Thursday, August 9, 2012

Thoughts..

It makes me angry and sad at the same time when some people don't always understand the way I feel. I mean- how can they not see that they are hurting me by their words or actions? It's not something I need to tell them. And yet, somewhere deep down, my heart still feels a liking, an affection for them.

Because they don't understand what they do.

I get that people can be good individuals but may not always be good with you. But it's still baffling how they don't understand what the other person might feel when they do or say certain things.

Maybe it's because we all are so different from one another.

For the record, I have started keeping a personal diary again, and it helps much more than blogging.

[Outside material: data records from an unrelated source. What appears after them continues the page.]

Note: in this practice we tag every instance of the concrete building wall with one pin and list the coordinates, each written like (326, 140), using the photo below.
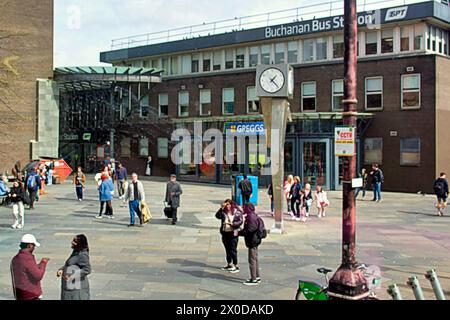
(26, 54)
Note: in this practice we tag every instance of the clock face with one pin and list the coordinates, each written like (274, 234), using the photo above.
(272, 80)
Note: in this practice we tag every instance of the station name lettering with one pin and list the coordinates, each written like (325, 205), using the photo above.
(314, 26)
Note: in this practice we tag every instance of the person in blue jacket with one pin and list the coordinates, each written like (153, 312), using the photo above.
(106, 194)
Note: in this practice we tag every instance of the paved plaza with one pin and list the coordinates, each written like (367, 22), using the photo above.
(402, 235)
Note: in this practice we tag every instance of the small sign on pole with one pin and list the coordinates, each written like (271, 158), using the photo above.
(345, 141)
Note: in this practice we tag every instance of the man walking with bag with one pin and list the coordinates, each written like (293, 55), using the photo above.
(173, 193)
(135, 195)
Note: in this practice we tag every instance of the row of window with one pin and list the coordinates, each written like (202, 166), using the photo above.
(409, 151)
(410, 98)
(378, 42)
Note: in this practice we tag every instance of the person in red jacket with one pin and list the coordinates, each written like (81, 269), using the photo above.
(26, 274)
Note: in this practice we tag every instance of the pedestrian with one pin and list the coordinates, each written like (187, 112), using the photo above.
(74, 281)
(307, 201)
(270, 194)
(33, 183)
(287, 192)
(26, 274)
(121, 178)
(106, 193)
(135, 195)
(364, 176)
(16, 197)
(246, 188)
(441, 190)
(295, 196)
(79, 180)
(322, 201)
(377, 181)
(231, 218)
(253, 235)
(173, 193)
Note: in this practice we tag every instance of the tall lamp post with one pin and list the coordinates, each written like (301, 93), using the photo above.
(349, 282)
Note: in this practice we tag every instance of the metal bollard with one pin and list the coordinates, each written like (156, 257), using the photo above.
(394, 292)
(413, 282)
(432, 276)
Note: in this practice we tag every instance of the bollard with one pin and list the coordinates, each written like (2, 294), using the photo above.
(413, 282)
(394, 292)
(432, 276)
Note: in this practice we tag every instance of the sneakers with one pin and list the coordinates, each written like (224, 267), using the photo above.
(251, 282)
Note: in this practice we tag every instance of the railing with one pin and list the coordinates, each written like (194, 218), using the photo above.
(307, 12)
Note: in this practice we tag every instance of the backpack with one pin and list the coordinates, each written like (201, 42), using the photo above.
(31, 182)
(439, 187)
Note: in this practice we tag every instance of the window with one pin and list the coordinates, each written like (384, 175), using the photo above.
(338, 94)
(265, 54)
(254, 55)
(195, 64)
(228, 101)
(280, 50)
(405, 33)
(374, 93)
(143, 147)
(145, 107)
(373, 151)
(410, 152)
(163, 148)
(165, 65)
(240, 58)
(321, 48)
(186, 64)
(338, 46)
(371, 43)
(309, 96)
(217, 60)
(174, 65)
(163, 105)
(125, 147)
(207, 62)
(252, 100)
(411, 91)
(205, 102)
(308, 50)
(229, 59)
(183, 104)
(293, 52)
(387, 41)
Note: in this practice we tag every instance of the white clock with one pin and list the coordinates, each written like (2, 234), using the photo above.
(272, 80)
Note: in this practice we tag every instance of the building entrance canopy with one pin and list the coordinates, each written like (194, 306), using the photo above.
(91, 78)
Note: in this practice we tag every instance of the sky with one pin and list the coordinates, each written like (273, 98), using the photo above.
(83, 28)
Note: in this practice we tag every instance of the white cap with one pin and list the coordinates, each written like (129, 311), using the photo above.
(29, 238)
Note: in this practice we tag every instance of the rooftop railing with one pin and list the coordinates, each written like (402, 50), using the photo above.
(303, 13)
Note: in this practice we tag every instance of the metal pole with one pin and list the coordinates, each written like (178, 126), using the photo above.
(394, 292)
(349, 280)
(413, 282)
(432, 276)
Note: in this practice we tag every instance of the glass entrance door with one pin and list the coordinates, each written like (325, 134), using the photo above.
(316, 162)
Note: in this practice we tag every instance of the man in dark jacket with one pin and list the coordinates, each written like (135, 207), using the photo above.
(441, 191)
(377, 181)
(246, 189)
(252, 242)
(26, 274)
(173, 193)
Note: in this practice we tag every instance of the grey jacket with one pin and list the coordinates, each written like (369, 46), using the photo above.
(78, 267)
(129, 196)
(173, 188)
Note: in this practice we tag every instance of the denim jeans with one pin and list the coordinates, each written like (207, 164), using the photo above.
(377, 191)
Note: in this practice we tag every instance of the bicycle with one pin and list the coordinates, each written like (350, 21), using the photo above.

I started blogging to write for myself but slowly, as it gained more readers, as I met these readers and as word spread to my offline world, I began to be judged by whatever I wrote.

And writing for myself has never been the same again.

Sometimes, it does work here but other times, I find myself stopping to think whether the next line will mean something to someone and potentially hurt them.

I did think of an anonymous blog at first but that too is prone to following the same cycle.

Also, there's a lot of joy & a sense of release in using your hands to write. Typing does not replace it.

It's fun keeping a journal again but not as much as it was during my teenage years. Back then, it was more about detailing day-to-day events. Now, it's more about thoughts, feelings and life.

I'm finally growing up, eh?

Well, all this does not mean I am going to bid goodbye to this blog. I'll always keep posting here. Will continue to write here as and when I feel like - just like I always have.

And if I feel like sharing some of the lines from my journal, I'll copy them here for all of you to read.

Adios for now.. be good and be happy :)

Thursday, July 26, 2012

Slow down, you crazy child..

Know the sort of joy you feel when you fall in love with a song that's playing in the backdrop when you're watching a movie? And the restlessness that follows when you rewind the movie over and over to  find out its name?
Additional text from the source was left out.